Reviewer: mizpah (Signed) · Date: 02/03/10 05:14 AM · On: Part 1

Really intriguing start with the story being told in first person and by one of the victims.

Absolutely adored that line about the Chevy being "a solid steel altar to pure testosterone" - ROFL. My late uncle would have agreed with you - he owned an Impala or two in his lifetime. 

I'm thinking that the boy who didn't wave back was Dean? And that she didn't see Sam in the back seat because he was so little at the time? 

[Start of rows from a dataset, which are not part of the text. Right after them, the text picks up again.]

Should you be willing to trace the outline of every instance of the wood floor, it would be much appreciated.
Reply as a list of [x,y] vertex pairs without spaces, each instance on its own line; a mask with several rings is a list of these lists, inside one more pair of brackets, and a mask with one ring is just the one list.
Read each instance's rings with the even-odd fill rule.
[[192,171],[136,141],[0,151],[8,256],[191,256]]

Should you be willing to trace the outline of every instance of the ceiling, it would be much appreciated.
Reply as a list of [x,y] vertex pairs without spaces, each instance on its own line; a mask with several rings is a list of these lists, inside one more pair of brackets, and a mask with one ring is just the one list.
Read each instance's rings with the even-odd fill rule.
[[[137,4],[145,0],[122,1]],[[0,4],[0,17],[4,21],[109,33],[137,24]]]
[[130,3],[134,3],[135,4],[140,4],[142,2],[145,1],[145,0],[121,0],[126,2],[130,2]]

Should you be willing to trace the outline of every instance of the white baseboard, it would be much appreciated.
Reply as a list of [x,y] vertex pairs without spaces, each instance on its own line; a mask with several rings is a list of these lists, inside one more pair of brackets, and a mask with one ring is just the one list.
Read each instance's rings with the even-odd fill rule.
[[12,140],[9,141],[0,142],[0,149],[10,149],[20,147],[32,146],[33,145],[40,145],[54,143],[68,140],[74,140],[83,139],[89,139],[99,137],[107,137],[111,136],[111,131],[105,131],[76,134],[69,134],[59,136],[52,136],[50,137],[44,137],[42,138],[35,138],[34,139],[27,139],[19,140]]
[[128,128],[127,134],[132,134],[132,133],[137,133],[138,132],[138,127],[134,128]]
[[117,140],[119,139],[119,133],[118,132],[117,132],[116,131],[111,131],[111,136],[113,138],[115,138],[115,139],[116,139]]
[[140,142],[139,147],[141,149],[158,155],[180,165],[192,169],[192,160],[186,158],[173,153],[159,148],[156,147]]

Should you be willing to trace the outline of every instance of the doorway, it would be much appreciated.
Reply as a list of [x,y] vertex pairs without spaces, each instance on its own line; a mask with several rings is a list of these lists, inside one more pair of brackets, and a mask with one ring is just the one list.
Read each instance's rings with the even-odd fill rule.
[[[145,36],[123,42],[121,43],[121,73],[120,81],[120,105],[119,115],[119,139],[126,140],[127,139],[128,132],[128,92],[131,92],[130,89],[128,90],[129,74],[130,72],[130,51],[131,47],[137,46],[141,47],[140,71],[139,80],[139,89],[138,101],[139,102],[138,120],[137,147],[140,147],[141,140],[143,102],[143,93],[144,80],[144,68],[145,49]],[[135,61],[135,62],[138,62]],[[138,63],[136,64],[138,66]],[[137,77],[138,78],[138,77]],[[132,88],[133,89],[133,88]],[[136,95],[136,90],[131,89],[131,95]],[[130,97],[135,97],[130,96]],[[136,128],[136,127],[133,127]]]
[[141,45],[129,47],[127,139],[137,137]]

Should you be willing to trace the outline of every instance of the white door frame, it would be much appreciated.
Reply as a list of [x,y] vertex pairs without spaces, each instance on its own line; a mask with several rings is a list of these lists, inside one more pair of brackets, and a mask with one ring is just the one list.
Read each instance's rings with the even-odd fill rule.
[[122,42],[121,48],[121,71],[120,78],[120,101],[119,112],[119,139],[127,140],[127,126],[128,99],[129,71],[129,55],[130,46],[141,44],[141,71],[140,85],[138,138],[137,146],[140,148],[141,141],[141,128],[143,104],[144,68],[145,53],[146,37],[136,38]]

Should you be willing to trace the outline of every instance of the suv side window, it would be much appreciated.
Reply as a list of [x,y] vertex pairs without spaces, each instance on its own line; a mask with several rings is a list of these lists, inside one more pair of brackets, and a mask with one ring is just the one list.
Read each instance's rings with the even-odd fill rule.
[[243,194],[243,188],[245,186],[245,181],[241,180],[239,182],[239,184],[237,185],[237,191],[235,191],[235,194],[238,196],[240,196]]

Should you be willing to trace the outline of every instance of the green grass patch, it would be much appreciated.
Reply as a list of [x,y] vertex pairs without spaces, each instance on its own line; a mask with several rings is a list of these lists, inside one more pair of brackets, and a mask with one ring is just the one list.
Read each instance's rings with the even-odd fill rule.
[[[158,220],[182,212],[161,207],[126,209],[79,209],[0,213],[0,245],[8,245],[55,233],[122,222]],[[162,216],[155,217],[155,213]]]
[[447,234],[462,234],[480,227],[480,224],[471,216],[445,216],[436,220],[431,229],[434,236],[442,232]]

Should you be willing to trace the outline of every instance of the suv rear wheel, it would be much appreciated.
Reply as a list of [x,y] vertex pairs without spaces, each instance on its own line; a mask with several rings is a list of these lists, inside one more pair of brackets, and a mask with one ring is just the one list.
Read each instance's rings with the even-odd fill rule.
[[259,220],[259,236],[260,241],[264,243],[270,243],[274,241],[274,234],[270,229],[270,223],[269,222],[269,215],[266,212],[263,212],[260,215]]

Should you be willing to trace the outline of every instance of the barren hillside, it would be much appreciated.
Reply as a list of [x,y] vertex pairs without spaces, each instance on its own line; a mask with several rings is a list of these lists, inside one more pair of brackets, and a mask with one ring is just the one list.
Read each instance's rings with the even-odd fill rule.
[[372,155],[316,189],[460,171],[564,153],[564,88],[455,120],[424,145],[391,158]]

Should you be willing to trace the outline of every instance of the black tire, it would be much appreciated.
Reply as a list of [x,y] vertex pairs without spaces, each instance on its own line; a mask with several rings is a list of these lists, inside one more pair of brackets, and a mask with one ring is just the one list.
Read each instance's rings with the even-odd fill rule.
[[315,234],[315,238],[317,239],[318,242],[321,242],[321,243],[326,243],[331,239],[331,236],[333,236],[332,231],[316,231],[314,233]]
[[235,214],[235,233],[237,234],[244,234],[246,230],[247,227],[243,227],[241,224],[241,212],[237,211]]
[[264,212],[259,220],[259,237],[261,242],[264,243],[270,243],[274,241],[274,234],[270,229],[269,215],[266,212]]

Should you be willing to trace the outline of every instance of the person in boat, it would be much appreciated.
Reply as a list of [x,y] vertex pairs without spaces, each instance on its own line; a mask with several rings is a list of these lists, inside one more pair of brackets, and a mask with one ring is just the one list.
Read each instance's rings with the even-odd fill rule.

Reading on to see, not only if my guess is correct, but if she catches up with the boys.

Jules

Reviewer: akumabarai (Signed) · Date: 28/09/09 11:26 PM · On: Part 2

Yet again, I am really impressed with your writing.  I love how you've captured another character and perspective so completely.  The way the Winchesters are tangential, but also completely integral to the story is really well done.  You've balanced it perfectly.



Author's Response:

Wow!  Thank you for such wonderful comments.  I have to admit, Gabriel is one my favorite OCs I've ever created and that includes original works in their entirety.  Hearing you liked her as well, along with the interaction with the boys, has me grinning from ear to little ear.

Thanks for reading!

Eleri

Reviewer: lkapp (Signed) · Date: 18/07/09 09:35 PM · On: Part 2

I liked the story a lot.  Whenever someone does a glimpse of the Winchesters from another perspective to make it feel like people do remember and appreciate, or that other people notice them in some way.  I just like it.  You did a great job.

Author's Response:

Thank you very much.  I'm also a fan of seeing Dean and Sam from a different perspective.  I'm glad you liked mine.

Thanks for reading!

Eleri

Reviewer: zz1989 (Signed) · Date: 11/07/09 08:32 PM · On: Part 1

The beginning has me hooked.   I'm looking forward to the next chapter.

Author's Response:

Thank you!  It'll be posted next weekend.  I'm glad you're enjoying it so far.